Integrative Verkörperungstheorie der Emotionen
Die Bochumer Philosophen bezeichnen ihr neues Modell als „integrative Verkörperungstheorie der Emotionen“. Die Gefühlsebene ist – wie von William James postuliert – der zentrale Ausgangspunkt. Eine Emotion kommt aber erst zustande, wenn die Wahrnehmung von physiologischen Zuständen mit anderen Aspekten integriert wird. Das Gehirn muss dabei mindestens zwei Informationen kombinieren: die Wahrnehmung eigener Körperzustände in einer bestimmten Situation, zum Beispiel Zittern, und das intentionale Objekt, etwa den Hund, der die Angst auslöst.

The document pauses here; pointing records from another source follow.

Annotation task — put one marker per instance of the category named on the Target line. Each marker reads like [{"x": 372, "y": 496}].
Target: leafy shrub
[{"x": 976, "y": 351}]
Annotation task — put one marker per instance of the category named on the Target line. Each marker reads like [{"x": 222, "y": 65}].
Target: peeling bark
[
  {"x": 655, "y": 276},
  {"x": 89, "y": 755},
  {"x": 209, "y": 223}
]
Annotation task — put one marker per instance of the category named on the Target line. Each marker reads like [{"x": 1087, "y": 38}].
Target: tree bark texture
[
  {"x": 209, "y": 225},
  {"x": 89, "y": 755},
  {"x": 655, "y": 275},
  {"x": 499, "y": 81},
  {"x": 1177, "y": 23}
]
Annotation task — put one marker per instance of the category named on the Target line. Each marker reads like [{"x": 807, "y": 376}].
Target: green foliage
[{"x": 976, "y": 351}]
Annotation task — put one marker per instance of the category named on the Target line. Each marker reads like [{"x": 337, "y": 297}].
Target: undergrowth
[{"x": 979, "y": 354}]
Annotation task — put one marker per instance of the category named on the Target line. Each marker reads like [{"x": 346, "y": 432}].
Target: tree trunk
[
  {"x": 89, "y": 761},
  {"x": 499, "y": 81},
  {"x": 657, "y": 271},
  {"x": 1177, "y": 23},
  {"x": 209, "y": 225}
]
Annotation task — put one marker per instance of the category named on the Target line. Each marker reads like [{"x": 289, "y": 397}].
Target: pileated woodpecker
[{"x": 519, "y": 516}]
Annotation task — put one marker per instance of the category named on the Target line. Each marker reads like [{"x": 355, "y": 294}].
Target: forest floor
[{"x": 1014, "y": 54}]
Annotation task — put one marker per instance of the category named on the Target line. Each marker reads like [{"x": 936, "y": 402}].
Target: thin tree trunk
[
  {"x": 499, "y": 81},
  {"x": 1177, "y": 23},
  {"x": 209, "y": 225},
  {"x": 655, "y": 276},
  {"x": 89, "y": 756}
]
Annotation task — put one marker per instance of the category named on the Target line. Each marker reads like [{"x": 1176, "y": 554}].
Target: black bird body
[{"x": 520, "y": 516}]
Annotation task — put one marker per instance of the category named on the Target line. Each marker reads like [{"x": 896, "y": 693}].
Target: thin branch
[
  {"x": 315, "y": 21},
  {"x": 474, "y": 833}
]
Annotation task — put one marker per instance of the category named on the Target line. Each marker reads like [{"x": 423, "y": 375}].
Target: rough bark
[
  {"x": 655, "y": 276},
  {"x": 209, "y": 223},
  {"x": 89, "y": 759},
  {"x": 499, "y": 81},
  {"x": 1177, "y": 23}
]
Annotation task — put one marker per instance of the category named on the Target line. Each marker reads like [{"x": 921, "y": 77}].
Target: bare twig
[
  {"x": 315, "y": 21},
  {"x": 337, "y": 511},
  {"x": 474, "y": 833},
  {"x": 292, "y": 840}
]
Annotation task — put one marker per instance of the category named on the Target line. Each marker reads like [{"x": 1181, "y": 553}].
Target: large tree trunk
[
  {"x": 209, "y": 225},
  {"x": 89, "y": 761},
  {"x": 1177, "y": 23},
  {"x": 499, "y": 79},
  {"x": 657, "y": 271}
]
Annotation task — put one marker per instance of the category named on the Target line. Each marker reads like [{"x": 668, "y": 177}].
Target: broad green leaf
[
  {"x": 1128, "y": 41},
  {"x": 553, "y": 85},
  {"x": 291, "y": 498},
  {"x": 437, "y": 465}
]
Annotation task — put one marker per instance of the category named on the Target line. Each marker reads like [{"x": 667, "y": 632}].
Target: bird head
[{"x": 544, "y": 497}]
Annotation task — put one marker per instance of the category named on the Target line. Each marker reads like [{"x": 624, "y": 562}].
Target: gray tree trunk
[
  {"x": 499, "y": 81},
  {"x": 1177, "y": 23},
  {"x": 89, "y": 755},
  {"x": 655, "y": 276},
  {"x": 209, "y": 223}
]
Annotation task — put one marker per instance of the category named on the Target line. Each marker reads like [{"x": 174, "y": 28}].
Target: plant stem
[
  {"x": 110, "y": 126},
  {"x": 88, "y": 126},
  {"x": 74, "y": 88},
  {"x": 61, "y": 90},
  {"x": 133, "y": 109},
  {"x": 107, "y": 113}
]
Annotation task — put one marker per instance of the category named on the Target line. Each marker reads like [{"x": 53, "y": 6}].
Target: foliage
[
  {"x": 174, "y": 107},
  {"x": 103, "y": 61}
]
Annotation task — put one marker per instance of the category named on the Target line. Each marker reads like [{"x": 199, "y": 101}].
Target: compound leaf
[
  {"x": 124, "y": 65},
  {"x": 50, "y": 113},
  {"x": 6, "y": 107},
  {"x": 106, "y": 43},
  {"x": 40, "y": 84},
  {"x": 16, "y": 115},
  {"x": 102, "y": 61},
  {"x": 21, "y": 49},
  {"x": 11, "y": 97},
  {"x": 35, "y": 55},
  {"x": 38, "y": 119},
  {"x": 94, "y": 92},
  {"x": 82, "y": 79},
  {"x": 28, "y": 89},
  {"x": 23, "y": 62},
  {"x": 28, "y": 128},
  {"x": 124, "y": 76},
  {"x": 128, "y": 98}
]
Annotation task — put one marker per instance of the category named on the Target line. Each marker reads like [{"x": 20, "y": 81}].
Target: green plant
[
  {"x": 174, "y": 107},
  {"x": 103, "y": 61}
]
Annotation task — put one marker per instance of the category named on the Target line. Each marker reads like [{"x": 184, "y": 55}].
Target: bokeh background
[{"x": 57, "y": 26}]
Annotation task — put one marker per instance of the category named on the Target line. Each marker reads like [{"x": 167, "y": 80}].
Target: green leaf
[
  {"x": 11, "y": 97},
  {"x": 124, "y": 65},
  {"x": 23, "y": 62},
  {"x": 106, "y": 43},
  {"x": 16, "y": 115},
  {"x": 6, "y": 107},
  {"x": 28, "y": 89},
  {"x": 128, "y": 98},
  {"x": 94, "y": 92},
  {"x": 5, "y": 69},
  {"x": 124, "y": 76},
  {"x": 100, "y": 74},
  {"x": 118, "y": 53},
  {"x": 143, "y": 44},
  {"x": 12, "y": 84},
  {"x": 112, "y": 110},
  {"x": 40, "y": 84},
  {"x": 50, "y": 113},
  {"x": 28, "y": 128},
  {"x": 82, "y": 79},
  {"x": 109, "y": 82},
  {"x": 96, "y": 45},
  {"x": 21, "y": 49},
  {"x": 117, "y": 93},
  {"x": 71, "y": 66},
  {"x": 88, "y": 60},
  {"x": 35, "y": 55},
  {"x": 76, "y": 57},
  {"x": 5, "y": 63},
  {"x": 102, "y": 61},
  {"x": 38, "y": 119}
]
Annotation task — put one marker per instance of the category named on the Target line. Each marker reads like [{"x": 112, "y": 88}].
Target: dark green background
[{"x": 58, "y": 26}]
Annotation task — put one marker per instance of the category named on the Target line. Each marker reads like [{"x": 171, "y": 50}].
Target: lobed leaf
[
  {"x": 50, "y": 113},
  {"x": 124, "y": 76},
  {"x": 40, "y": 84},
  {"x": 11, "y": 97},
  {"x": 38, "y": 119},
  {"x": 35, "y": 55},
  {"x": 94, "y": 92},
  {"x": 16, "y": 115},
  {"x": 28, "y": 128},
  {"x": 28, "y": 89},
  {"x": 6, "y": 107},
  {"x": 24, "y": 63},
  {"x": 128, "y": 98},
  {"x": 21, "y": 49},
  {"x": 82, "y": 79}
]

Darüber hinaus kann bei „kognitiven“ Emotionen auch noch ein typischer Denkinhalt einer Rolle spielen, zum Beispiel mit Blick auf einen Bullterrier: „Bullterrier sind besonders kräftig und gefährlich.“ Das Ergebnis ist eine eigene Sorte von mentalen Zuständen, nämlich eine Emotion, die wir als komplexes Muster von charakteristischen Eigenschaften auffassen.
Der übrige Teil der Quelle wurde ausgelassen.